American anthropologist and ethnographer

Gerald Duane Berreman (1930-2013) was an American anthropologist and ethnographer who was known for his theory on the caste system in India, as well as his contributions to the ethical practice of anthropology itself. Berreman spoke out during the Vietnam War era about the working relationship between anthropologists and the CIA. His anthropological work focused on the study of social stratification, in which he drew parallels between racial inequality in the United States and the caste system in India.

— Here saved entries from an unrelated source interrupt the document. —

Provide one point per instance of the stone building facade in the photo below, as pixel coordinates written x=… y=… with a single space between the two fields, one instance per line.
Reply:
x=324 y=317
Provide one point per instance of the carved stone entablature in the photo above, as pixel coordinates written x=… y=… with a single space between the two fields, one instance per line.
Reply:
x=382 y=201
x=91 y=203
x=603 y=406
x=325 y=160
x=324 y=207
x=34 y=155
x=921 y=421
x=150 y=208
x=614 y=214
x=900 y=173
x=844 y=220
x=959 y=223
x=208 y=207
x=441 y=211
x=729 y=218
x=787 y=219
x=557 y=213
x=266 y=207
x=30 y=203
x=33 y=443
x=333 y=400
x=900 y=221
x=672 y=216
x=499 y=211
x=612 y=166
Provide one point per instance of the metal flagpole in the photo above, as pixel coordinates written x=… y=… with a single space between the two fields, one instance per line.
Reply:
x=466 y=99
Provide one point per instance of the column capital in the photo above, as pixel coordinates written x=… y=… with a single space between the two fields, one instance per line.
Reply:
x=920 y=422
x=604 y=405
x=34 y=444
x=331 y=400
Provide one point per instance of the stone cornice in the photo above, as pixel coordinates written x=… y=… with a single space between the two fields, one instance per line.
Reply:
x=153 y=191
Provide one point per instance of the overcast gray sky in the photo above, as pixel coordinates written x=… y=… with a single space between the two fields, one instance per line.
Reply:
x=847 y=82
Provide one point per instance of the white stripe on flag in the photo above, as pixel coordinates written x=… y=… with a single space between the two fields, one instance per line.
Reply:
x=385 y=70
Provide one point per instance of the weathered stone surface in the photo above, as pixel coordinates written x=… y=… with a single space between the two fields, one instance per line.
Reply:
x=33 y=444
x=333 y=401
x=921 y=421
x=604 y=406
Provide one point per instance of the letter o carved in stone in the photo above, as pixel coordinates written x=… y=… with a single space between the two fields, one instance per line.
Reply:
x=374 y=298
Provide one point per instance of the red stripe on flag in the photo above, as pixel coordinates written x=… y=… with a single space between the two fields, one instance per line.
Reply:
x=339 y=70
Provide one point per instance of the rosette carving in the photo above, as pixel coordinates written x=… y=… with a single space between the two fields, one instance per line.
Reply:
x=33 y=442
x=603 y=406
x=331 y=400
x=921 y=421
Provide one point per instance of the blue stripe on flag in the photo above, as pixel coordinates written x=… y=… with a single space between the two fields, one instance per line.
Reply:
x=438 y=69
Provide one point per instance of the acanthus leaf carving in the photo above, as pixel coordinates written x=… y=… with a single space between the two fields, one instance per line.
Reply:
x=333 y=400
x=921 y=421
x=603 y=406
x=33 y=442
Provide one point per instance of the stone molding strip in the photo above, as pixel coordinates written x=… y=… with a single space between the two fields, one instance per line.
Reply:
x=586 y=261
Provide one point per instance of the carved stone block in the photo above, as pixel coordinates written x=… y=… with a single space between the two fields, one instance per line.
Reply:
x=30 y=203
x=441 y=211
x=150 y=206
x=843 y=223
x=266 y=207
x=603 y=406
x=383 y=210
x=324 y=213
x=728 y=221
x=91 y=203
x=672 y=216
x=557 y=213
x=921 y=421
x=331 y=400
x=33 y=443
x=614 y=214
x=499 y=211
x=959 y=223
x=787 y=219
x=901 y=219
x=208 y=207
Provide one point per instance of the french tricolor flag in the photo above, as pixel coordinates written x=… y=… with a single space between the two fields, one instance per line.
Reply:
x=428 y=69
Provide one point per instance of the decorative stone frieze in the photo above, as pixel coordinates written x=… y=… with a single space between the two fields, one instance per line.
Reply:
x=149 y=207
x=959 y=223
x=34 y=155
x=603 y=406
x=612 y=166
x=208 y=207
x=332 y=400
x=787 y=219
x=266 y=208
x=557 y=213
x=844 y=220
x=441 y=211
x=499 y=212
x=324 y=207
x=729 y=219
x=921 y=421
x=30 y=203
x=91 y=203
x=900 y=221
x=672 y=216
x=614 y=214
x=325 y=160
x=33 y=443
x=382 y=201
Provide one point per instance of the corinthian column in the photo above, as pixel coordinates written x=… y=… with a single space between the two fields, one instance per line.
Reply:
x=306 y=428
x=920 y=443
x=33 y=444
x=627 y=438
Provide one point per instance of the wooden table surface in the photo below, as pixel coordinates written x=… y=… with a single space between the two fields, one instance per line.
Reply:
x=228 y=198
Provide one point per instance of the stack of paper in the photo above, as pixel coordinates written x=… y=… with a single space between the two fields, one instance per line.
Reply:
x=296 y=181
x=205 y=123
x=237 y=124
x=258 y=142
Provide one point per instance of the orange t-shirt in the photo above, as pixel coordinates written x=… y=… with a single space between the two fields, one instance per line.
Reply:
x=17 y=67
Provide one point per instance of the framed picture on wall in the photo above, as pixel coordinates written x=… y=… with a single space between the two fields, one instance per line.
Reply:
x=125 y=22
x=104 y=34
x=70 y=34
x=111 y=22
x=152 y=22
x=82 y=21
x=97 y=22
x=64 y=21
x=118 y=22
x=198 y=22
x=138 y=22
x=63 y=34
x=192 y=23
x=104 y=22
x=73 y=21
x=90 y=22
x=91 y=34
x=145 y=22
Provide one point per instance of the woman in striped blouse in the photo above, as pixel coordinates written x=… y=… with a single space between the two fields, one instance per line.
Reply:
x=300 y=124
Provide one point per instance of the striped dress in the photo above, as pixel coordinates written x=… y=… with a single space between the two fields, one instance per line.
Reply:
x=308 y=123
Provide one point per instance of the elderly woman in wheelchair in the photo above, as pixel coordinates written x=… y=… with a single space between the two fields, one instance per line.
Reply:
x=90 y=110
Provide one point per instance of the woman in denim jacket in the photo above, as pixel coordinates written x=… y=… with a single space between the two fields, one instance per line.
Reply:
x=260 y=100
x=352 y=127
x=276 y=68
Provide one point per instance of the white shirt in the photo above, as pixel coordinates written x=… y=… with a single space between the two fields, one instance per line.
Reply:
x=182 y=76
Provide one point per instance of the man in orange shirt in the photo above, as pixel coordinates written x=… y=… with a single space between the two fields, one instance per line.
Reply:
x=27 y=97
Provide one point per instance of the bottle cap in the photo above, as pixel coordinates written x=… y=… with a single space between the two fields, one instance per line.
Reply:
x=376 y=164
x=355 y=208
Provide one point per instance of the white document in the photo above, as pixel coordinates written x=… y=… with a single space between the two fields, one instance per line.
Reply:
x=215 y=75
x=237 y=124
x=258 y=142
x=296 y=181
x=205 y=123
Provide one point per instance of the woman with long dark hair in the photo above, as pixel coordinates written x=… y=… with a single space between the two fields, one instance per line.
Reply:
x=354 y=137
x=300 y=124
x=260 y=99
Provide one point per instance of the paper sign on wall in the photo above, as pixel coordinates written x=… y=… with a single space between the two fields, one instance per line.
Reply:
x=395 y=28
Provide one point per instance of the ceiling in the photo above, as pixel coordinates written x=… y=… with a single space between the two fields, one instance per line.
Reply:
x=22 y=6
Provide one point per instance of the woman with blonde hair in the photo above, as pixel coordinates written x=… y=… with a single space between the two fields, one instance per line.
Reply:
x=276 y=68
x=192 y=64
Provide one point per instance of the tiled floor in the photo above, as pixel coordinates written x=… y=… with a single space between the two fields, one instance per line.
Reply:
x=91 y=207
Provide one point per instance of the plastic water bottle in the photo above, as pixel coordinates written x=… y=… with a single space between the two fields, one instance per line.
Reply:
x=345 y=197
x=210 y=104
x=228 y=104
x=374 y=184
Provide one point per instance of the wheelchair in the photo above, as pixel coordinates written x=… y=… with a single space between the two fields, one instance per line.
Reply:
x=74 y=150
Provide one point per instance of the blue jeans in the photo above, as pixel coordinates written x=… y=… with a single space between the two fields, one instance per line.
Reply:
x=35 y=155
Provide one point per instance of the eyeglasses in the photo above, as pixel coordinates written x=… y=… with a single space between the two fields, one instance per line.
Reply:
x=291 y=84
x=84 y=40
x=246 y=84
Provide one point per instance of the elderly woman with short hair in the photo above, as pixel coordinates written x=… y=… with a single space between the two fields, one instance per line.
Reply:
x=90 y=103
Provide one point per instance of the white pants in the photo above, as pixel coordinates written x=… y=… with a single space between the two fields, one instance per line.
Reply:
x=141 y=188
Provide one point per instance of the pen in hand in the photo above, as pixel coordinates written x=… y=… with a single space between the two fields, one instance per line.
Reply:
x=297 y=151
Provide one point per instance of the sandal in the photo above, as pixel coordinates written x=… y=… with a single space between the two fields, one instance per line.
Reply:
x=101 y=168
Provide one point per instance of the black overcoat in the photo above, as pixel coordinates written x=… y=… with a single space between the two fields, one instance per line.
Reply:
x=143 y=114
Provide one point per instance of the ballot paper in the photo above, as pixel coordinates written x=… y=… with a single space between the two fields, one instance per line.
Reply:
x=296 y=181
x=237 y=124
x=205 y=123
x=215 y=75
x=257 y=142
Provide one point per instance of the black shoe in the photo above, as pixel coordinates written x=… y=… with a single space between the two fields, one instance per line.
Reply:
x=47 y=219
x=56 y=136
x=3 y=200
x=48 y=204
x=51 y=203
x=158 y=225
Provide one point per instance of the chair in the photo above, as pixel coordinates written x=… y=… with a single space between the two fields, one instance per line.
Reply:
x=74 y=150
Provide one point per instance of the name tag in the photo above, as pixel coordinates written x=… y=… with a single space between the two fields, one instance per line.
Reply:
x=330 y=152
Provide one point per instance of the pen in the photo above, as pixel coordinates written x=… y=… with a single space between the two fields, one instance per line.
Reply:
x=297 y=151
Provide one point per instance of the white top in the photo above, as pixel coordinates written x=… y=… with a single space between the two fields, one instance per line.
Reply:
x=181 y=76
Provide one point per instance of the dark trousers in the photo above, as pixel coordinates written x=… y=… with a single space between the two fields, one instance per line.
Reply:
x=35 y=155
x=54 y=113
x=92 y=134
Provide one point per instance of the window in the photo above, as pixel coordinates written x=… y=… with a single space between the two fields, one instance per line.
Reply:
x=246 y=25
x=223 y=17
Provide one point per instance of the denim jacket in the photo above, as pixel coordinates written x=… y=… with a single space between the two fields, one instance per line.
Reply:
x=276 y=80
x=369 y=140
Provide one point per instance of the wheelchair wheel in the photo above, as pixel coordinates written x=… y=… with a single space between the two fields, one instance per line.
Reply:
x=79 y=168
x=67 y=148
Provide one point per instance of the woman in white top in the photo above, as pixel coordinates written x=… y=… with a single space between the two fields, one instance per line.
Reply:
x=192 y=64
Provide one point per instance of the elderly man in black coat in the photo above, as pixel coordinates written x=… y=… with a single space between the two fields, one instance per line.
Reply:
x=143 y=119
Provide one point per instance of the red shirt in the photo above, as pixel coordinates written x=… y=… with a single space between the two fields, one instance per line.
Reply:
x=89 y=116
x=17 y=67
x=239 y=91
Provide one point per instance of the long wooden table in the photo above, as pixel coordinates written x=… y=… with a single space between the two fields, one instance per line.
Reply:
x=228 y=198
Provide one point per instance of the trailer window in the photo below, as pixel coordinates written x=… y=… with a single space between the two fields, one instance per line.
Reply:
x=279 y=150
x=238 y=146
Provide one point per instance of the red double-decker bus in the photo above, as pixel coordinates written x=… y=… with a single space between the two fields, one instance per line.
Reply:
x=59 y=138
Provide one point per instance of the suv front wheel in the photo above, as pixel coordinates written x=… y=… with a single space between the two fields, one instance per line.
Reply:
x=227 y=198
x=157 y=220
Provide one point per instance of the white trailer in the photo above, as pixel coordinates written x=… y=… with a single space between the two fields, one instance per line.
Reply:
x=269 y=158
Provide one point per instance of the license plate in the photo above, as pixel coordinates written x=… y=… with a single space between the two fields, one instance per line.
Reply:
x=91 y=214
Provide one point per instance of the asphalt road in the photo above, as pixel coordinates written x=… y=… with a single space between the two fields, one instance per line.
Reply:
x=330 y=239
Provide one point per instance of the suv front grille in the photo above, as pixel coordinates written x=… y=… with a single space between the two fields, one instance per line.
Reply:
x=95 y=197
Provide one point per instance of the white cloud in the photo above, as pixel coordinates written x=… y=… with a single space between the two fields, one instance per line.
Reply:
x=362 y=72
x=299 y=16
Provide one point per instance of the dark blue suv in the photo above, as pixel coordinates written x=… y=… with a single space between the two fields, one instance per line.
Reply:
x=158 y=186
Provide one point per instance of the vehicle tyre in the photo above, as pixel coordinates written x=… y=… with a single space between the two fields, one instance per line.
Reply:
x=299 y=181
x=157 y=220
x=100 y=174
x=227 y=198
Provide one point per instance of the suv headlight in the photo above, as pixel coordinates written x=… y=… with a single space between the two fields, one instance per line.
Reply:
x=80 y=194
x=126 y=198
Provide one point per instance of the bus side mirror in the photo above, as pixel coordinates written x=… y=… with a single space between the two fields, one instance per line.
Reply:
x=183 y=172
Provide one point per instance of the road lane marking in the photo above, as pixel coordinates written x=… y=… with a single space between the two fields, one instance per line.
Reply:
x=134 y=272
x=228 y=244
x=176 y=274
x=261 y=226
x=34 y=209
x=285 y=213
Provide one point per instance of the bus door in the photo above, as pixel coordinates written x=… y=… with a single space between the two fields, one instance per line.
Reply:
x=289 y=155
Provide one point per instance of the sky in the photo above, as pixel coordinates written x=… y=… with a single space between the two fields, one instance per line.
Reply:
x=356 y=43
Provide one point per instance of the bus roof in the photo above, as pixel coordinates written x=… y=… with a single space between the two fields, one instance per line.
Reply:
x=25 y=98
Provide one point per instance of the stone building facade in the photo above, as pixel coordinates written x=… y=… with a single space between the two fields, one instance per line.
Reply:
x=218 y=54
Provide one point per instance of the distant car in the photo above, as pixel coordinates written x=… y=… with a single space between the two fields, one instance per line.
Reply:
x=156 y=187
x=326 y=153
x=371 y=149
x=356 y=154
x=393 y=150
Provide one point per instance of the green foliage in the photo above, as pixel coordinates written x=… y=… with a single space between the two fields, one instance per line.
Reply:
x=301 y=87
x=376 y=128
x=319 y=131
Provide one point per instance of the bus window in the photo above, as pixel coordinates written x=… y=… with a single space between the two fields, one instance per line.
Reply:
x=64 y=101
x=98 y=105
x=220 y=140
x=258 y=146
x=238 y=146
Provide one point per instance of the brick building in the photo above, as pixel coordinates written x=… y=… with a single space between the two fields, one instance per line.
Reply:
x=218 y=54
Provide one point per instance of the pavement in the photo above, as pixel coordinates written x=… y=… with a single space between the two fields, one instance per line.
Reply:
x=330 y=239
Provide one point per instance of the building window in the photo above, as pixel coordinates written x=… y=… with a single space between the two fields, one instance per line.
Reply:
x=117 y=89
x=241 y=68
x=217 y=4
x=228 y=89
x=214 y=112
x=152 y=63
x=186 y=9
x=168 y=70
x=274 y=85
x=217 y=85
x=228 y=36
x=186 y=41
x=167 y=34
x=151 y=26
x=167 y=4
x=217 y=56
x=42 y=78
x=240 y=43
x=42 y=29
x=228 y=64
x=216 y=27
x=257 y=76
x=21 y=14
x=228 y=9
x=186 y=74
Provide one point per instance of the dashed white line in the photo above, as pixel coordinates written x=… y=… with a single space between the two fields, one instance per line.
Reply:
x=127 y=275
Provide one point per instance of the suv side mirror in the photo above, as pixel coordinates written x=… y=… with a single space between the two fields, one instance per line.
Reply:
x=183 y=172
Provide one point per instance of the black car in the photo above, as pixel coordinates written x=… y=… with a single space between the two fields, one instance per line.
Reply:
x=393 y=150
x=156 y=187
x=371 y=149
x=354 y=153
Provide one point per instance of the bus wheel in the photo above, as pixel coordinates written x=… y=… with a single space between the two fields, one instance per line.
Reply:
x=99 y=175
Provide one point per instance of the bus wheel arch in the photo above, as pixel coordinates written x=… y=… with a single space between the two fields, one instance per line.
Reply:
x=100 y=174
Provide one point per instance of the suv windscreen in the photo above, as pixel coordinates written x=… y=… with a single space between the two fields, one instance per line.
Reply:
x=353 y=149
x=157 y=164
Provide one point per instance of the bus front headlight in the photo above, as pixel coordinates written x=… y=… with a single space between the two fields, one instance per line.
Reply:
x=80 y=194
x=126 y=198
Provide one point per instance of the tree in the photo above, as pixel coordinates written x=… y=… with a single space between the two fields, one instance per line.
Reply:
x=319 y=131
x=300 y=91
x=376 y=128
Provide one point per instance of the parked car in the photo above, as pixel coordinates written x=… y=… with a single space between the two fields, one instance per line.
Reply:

In India he saw power and economic factors playing an important role in caste system. Citing the example of foothills of Himalaya, where people never considered themselves impure in terms of mannerism, food habits, etc, he said caste is a product of domination and sub-domination.

==Works==
- Gerald Berreman (1960) "Caste in India and the United States" in American Journal of Sociology 66:120-127.
- Gerald Berreman (1962) "Behind Many Masks: Ethnography and Impression Management in a Himalayan Village." Ithaca, NY: Society for Applied Anthropology.
- Gerald Berreman (1972) "Social Categories and Social Interactionism in Urban India" in American Anthropologist 74(3):567-586.
- Gerald Berreman (1980) "Social Inequality: A Cross-Cultural Analysis" in Social Inequality: Comparative and Developmental Approaches, pp. 3–40. Ed. Gerald Berreman. New York: Academic Press.